A recent article in the Bisnow magazine paints a rosy picture for 2019. From the article are such pieces of information as the following:
Millennials To Continue Flocking To Hipsturbias And 18-Hour Suburban Cities
Research and data have dispelled the long-held myth that millennials are city-flocking suburbia haters. With aging millennials now hitting their early 30s, many are turning to the suburbs with their families. More than 2.6 million Americans relocated from the city to the suburbs in the last two years, according to the U.S. Census Bureau as reported by ULI. This has renewed investor interest and confidence in select non-gateway markets, ULI reports in its 2019 Trends survey. “Hipsturbias” or “Urban-burbs” have been used to classify these suburban markets with increased walkability and access to public transit that so resemble urban metros.
A U.S. bank senior researcher told ULI the following:
“The first phase is millennials moving to the suburbs for larger, more affordable homes and access to schools, so adequate single-family and multifamily housing will be necessary. Retail follows rooftops, so retail development to meet the new residents’ requirements will follow. Finally, you may begin to see more emphasis on employment centers as residents decide they want to work closer to where they live.”
Investors To Favor Industrial, Multifamily And Retail Assets In The New Year
It comes as no surprise that industrial real estate assets would be an anticipated favorite for investors in 2019, along with multifamily assets, according to ULI’s 2019 Emerging Trends report. Deep-pocketed investors like Blackstone Group continue to gobble up entire portfolios of industrial assets at a rapid pace this year, such as its purchase of industrial REIT Gramercy Property Trust for $7.6B, a portfolio of last-mile logistics assets from Harvard University for nearly $1B and a portfolio of 41 warehouses from FRP Holdings Inc. for $359M.
More interesting is the fact that retail is expected to attract interest from investors in 2019, particularly those assets ripe for redevelopment and upgrades.

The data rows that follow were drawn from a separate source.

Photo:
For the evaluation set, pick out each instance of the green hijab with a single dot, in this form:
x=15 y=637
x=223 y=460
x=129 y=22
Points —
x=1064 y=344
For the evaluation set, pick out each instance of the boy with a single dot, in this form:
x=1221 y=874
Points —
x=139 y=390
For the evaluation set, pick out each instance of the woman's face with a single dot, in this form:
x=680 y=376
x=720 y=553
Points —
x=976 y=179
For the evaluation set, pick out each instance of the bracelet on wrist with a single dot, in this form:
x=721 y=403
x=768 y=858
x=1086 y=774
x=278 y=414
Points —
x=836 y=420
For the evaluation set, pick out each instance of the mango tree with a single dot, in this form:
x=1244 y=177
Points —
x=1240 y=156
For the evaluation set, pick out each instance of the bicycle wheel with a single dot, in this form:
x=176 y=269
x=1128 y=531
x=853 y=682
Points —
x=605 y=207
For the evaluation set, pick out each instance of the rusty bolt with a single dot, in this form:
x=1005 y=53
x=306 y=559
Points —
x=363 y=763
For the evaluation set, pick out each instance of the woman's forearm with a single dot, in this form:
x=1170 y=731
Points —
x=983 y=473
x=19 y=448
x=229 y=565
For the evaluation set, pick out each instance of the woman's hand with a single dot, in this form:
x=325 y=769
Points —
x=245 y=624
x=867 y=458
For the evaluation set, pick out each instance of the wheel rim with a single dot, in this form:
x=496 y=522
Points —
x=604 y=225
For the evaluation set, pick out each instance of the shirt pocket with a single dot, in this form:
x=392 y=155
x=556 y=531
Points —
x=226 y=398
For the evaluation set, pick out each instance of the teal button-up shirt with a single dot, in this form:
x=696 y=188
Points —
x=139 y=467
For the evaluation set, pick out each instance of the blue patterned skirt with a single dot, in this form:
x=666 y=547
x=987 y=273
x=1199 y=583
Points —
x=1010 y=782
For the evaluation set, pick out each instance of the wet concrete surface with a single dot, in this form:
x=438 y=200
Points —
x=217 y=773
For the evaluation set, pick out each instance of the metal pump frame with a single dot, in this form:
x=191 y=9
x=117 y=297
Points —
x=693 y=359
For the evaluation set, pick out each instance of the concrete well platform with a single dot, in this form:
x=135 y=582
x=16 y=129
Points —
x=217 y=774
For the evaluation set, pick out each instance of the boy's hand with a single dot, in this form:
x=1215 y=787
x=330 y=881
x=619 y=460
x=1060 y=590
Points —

“Many shopping center properties are just not going to come back as successful retail assets. But while few have been reduced in price to mere land value, many are well below replacement cost and have good locations for alternative uses,” ULI reports. “If a site is sufficiently large, mixed-use is a great option for close-in suburbs looking to exploit maturing millennials’ desire to enter their next life-cycle phase. There also is an opportunity to turn the tables on the e-commerce trend that fostered the obsolescence by redevelopment into distribution facilities.”
Construction Industry To Continue Grappling With High Costs, Labor Shortage
Rising construction costs were the No. 1 real estate and development concern for respondents that participated in ULI’s Emerging Trends in Real Estate 2019 survey. On a scale of one to five, five being of the greatest importance, construction costs ranked 4.59, with land costs and housing costs and availability following close behind at 4.14 and 4, ULI reports.
“Rising construction costs may be the most untold story of 2018 that should become a material story in 2019,” CCIM’s Conway said. Conway identified a number of factors exacerbating cost and labor challenges in the construction industry, including a decline in immigrant construction laborers following the financial crisis, crazy superstorms as a result of climate change that has led to massive rebuilding efforts across the country, and tariffs and the trade war.
“Key materials like steel, … bathroom fixtures from China, lumber from Canada, etc., are impacted. Pay attention to the quarterly earnings reports from construction materials companies as to the kind of input cost increases being experienced. Caterpillar, for example, reported solid sales in Q3 2018, but a large rise in material inputs like steel. The result is growing pressure on margins.
“That is the key takeaway regarding construction labor and material costs increases — margins are going to be squeezed, cost overruns incurred, and values under pressure unless rents and [net operating income] can be increased to cover the increasing costs of new construction,” Conway said.
Retail Bankruptcies To Slow, Retailer Earnings To Stabilize
“The retail real estate industry has experienced a significant change in recent years, and the transformation is profound and will continue throughout 2019. The convergence of brick-and-mortar and online retail will continue to create major seismic shifts in the industry,” TD Bank Head of Commercial Real Estate Gregg Gerken told Bisnow.
Though a wave of retailers filed for bankruptcy and shuttered stores this year — including Sears, Mattress Firm, Nine West and Claire’s — the circumstances surrounding most store closures next year should be vastly different, CBRE’s Cordero said.
“I think the general industry sentiment is that 2017 was probably the peak year [for retail closures]. I think there will continue to be closers in 2019 — it’s hard to say whether we’ll have more or less — but I would say a lot of the closures that we’ll see in 2019 will be more about what we call portfolio rationalization or optimization than they are about retailers that are failing.
“Retailers in lots of cases do need to close stores to reorient their portfolios — so I do expect closures in 2019, but I don’t really [associate] a lot of those closures as dying or failing retail, it’s more of morphing and adjusting retail,” Cordero said.